Kordondan yolumuza devam ederken diğer durağımız Atatürk Evi oldu.  İzmir’e geldiğinde bu evde kalan Mustafa Kemal Atatürk 1923 yıllarında İzmir iktisat Kongresini burada toplamış ve çalışmalarını bu evde yapmış. 




Atatürk’ün bulunduğu evde geziyor olmamız ise tüylerimizi diken diken ediyordu. Atatürk’ün kullandığı eşyaları bu evde sergileniyor.





Kordonda yürüyüşümüze devam ettikçe kendimizi artık Alsancak’ta bulduk. 
Alsancak’taki meşur Kıbrıs Şehitler caddesinde bulunan İzmir’in meşhur boyoz ve Bomba’sını yemek için yöneldik.

Arkadaşım Esra’nın önerisi üzerine boyozun ilk adresi olan Dostlar Fırın ilk durağımız oldu. 1983 yılından beri hizmet veren fırın bizim gibi boyoz severleri davet ediyor. :)Sade boyozun yanında peynirli , patatesli , pırasalı , zeytinli , çikolatalı gibi bir çok çeşidi bulunuyor. Bizim tercihimiz sade boyoz oldu. Fırından yeni çıktığı için sıcak olan boyozu bir kerede yedik ve çok beğendik. Boyoz dediğin sıcak yenmeliymiş , onu anladık. :)



Boyozu yedikten sonra İzmir’de yeni yeni meşhur olan tatlı bomba yemek için Çelebi Unlu Mamülleri pastenesine doğru yola çıktık. Böyle bir şey olamaz. Nasıl bir tatlı bu. Nasıl güzel. Tarif edemeyeceğim bir şey. Bir çikolata delisi olarak en enen çok beğendiğim tatlı oldu Bomba. Biri İzmir’e gidiyorum dediğin de bomba siparişi vereceğime eminim artık. :)
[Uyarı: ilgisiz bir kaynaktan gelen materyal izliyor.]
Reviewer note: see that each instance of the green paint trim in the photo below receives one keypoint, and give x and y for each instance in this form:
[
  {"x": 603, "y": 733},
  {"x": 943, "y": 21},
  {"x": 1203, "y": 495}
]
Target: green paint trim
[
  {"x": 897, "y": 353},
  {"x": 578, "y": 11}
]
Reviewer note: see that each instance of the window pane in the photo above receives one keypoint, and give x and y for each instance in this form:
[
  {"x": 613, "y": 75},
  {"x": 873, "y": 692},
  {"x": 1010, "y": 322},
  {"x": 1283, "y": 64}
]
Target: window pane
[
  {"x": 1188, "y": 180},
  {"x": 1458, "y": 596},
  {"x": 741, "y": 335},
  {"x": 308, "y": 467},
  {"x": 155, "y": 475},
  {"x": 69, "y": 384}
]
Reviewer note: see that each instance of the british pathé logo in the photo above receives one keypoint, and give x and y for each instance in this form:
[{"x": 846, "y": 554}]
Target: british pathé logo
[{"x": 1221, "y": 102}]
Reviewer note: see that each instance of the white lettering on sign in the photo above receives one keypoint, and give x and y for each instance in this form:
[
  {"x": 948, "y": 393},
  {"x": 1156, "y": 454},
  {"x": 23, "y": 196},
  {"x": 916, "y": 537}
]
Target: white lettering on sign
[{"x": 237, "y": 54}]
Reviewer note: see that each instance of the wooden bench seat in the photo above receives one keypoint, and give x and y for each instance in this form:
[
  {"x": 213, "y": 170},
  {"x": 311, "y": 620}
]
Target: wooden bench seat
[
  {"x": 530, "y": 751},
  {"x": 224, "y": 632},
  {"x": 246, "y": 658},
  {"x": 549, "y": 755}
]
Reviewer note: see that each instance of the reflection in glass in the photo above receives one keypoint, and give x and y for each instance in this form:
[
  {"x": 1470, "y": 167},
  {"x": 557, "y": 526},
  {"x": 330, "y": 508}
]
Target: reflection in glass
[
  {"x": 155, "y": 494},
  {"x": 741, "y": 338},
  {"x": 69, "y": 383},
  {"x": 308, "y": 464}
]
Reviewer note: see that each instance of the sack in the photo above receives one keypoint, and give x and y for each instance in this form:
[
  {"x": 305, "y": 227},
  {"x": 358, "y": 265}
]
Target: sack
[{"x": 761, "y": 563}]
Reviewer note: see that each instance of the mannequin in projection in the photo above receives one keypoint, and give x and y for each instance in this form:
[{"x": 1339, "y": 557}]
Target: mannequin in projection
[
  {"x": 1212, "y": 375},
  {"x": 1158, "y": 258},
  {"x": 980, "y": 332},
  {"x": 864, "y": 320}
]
Kıbrıs Şehitleri caddesini gezinirken birkaç mağazaya da göz attık , sokak sanatçılarını dinleme fırsatı bulduk. Sonrasında yine deniz kenarına attık kendimizi. Eskişehir’de deniz havasını çok özlediğimiz için kalan zamanımızı deniz kenarında geçirdik.

Konak’a doğru kordondan yürürken anı kalması için  anında fotoğraf basan fotoğrafçılar bulunuyor. 2 tl ye bizde bu anı fotoğraflarından çekindik. 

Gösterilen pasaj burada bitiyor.